Resistance to succinylcholine may have a pharmacokinetic basis. The drug is rapidly hydrolyzed by the plasma cholinesterase. [1] Thus, an increase in the cholinesterase activity, [1–3] whether inherited (C5isoenzyme variant) or acquired, may decrease the response to succinylcholine. In obese patients, there is an increase of plasma cholinesterase that is matched by an increase in extracellular fluid, so that succinylcholine requirements may increase. [3] Our patient had a normal plasma cholinesterase activity and normal dibucaine and fluoride activity. However, a recent report by Jensen et al. has pointed out that many of the alleles of the gene for plasma cholinesterase cannot be detected by the usual imbibition studies of catalytic activity and require techniques of molecular biology to identify. [9] Resistance to succinylcholine also may be a result of pharmacodynamic causes as observed in experimental myasthenia [10] and in clinical myasthenia gravis. [4–6] In myasthenia, there is a decrease in the functional acetylcholine endplate receptors, with a consequent decrease in the response to the chemical transmitter acetylcholine an to other depolarizing agents such as succinylcholine. [6,11](The ED50and ED95in myasthenic patients are 2.0 and 2.6 times normal, respectively. [5] However, our patient did not show clinically or by nerve conduction studies and electromyography any neurologic or neuromuscular disorder that may “down-regulate”[11] the endplate receptors.

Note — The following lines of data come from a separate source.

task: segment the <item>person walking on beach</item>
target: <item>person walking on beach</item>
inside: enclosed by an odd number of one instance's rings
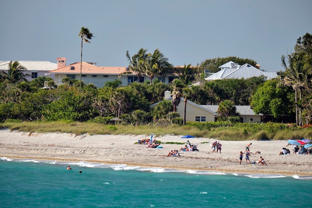
[[[249,161],[249,163],[250,163],[250,164],[251,164],[251,162],[250,162],[250,160],[249,160],[249,156],[250,156],[249,153],[248,152],[247,152],[245,155],[245,158],[246,159],[246,164],[248,164],[247,163],[247,160]]]
[[[217,148],[217,141],[216,141],[212,143],[211,148],[212,148],[212,153],[213,153],[213,152],[214,152],[214,153],[215,153],[216,149]]]
[[[241,151],[241,152],[239,153],[239,164],[241,165],[242,164],[242,160],[243,160],[243,152]]]
[[[251,143],[247,144],[247,145],[246,145],[246,147],[245,147],[245,148],[246,149],[245,150],[245,151],[244,151],[244,153],[245,153],[245,152],[248,152],[248,153],[250,154],[250,145],[251,145],[252,144]]]
[[[267,166],[268,166],[268,165],[267,165],[267,164],[266,163],[266,161],[264,160],[264,158],[263,158],[262,157],[260,156],[260,159],[259,160],[259,161],[257,162],[257,163],[260,163],[260,165],[266,165]]]
[[[218,153],[218,150],[219,150],[220,151],[220,153],[221,153],[221,150],[222,149],[222,145],[221,144],[219,141],[218,141],[217,143],[216,146],[217,146],[217,153]]]

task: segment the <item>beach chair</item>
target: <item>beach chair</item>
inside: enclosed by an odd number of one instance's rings
[[[188,142],[188,144],[189,145],[190,147],[191,146],[191,143],[190,143],[189,140],[187,140],[187,142]],[[195,145],[194,144],[192,144],[193,145],[193,151],[199,151],[198,149],[197,149],[197,145]]]

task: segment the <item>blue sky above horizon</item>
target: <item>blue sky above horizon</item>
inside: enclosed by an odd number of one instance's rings
[[[94,37],[83,61],[127,66],[126,53],[158,48],[174,66],[236,56],[267,71],[312,33],[309,0],[2,0],[0,61],[80,61],[81,27]]]

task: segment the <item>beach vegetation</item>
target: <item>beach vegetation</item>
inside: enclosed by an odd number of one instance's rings
[[[89,42],[92,36],[83,27],[79,33],[82,43],[84,40]],[[295,52],[282,57],[285,71],[269,80],[261,76],[207,81],[199,74],[200,70],[209,69],[208,66],[219,66],[230,60],[255,67],[256,63],[228,57],[208,60],[198,68],[184,65],[174,69],[158,49],[148,54],[142,48],[132,57],[127,51],[129,69],[137,75],[138,82],[127,86],[116,79],[98,88],[65,78],[63,84],[52,88],[53,81],[48,78],[27,82],[23,77],[25,69],[18,62],[11,62],[8,72],[0,73],[0,122],[2,127],[11,130],[77,135],[149,135],[153,131],[158,135],[234,140],[310,138],[312,37],[307,33],[297,40]],[[173,74],[173,71],[174,77],[179,79],[171,77],[173,81],[169,84],[160,82],[162,75]],[[150,76],[150,83],[140,81],[142,74]],[[47,81],[49,90],[41,89]],[[198,84],[186,87],[195,82]],[[172,92],[172,102],[164,100],[166,91]],[[181,98],[185,101],[183,118],[181,112],[181,115],[174,112]],[[186,122],[187,101],[219,105],[217,121]],[[242,123],[234,107],[240,105],[250,105],[256,113],[265,114],[265,122]]]

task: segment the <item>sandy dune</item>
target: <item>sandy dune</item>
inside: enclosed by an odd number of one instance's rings
[[[148,136],[149,137],[149,136]],[[67,133],[29,134],[27,132],[0,130],[0,156],[51,160],[75,160],[126,164],[128,165],[161,167],[165,168],[205,170],[230,173],[272,174],[284,175],[312,175],[312,155],[280,155],[286,141],[220,141],[221,153],[212,153],[210,146],[215,139],[207,138],[181,138],[181,136],[157,136],[153,138],[162,142],[185,142],[197,145],[199,151],[181,152],[181,156],[167,157],[171,150],[184,145],[161,144],[162,148],[149,148],[147,145],[135,144],[144,135],[79,135]],[[268,166],[246,164],[244,156],[239,164],[239,153],[251,146],[251,161],[260,156]],[[292,146],[289,146],[292,153]],[[256,151],[261,154],[255,154]]]

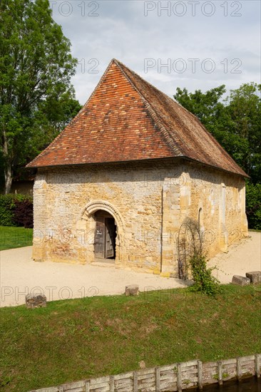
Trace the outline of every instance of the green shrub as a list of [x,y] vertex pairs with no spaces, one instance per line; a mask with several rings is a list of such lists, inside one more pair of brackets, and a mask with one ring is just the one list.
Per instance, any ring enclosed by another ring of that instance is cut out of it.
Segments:
[[261,229],[261,184],[247,182],[246,213],[250,229]]
[[0,225],[16,226],[14,222],[16,195],[0,195]]
[[213,268],[207,268],[205,256],[195,252],[189,259],[189,265],[194,281],[190,287],[192,291],[213,296],[220,292],[220,282],[211,274]]
[[0,195],[0,225],[32,227],[33,199],[26,195]]

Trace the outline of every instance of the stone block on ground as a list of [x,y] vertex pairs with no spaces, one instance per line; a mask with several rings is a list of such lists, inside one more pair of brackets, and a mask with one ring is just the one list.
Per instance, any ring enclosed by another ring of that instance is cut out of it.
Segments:
[[252,271],[247,272],[245,276],[250,279],[251,283],[261,282],[261,271]]
[[125,295],[138,295],[138,284],[129,284],[125,287]]
[[232,279],[232,284],[238,284],[239,286],[247,286],[250,284],[250,279],[240,275],[234,275]]
[[45,308],[46,306],[46,297],[42,294],[27,294],[26,296],[26,305],[27,309]]

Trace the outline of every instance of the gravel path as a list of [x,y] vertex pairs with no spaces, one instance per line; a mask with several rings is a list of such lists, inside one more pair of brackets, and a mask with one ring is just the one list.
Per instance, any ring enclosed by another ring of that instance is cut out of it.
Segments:
[[[261,270],[261,233],[250,232],[250,237],[219,254],[208,265],[216,266],[214,274],[222,283],[234,274]],[[116,269],[114,267],[35,262],[31,247],[0,252],[1,306],[24,304],[26,294],[42,291],[47,301],[112,295],[124,292],[128,284],[139,285],[140,291],[185,287],[176,279]]]
[[44,292],[47,301],[123,294],[128,284],[140,291],[185,287],[184,282],[112,267],[81,265],[31,259],[31,247],[0,252],[0,306],[24,304],[28,293]]
[[221,283],[230,283],[233,275],[261,271],[261,233],[249,232],[248,238],[230,245],[227,253],[219,253],[208,265],[217,267],[213,274]]

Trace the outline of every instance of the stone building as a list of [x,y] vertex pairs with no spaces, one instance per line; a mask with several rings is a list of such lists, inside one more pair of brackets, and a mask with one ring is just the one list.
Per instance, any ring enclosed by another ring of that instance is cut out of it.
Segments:
[[195,116],[116,60],[28,167],[35,260],[178,277],[188,218],[208,256],[247,234],[247,175]]

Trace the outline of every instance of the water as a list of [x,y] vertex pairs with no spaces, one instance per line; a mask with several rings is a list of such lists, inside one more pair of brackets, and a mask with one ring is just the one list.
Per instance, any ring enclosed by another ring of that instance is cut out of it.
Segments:
[[261,379],[255,377],[245,378],[240,383],[235,381],[224,383],[222,386],[217,384],[210,385],[203,388],[203,392],[261,392]]

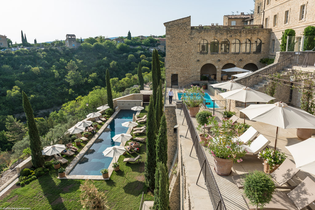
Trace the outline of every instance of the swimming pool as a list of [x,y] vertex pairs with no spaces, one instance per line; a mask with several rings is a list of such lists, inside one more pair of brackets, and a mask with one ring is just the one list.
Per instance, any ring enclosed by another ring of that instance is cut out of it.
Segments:
[[133,115],[136,113],[133,110],[121,110],[69,174],[101,175],[101,169],[108,168],[112,159],[112,157],[105,156],[103,151],[108,147],[120,144],[120,142],[114,142],[112,138],[127,132],[129,128],[124,127],[121,123],[132,120]]
[[[183,96],[183,93],[177,93],[177,95],[178,96],[178,99],[179,100],[181,100],[181,97]],[[210,95],[206,93],[204,94],[204,96],[203,97],[204,100],[203,101],[203,103],[206,105],[206,106],[208,108],[213,108],[213,103],[215,103],[215,108],[217,108],[219,106],[217,105],[215,102],[214,102],[214,100],[211,98]]]

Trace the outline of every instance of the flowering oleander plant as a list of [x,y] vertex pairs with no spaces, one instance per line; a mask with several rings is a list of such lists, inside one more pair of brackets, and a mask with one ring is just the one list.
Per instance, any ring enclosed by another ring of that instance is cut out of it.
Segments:
[[192,85],[191,88],[184,89],[183,92],[184,94],[181,97],[181,99],[188,107],[200,106],[204,100],[203,89],[197,85]]
[[215,116],[209,118],[209,124],[213,137],[209,138],[207,149],[213,156],[223,159],[232,159],[234,162],[243,161],[241,158],[248,153],[237,138],[234,123],[232,120],[222,118],[221,122]]
[[278,167],[283,162],[287,157],[284,152],[275,150],[272,148],[267,148],[258,153],[258,158],[261,157],[263,158],[268,163],[270,167],[273,169],[276,166]]

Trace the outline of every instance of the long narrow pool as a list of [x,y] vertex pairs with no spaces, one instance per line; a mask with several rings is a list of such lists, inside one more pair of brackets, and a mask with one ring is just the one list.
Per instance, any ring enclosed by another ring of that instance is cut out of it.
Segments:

Resistance to succinylcholine has also been attributed to species variations. [12,13] In a previous report, we have shown in the isolated phrenic nerve-diaphragm of different species, that the rat preparation is extremely resistant to succinylcholine and sensitive to d-tubocurarine compared with the cat. [13] The resistance of our patient to succinylcholine and his relative sensitively to rocuronium may simulate the response in the rat species. However, previous reports of JHF have shown a normal response to muscle relaxants. [14,15]
In conclusion, the present report describes the occurrence of unusual succinylcholine resistance in a patient with JHF. The patient had normal plasma cholinesterase activity and normal neurologic and neuromuscular functions.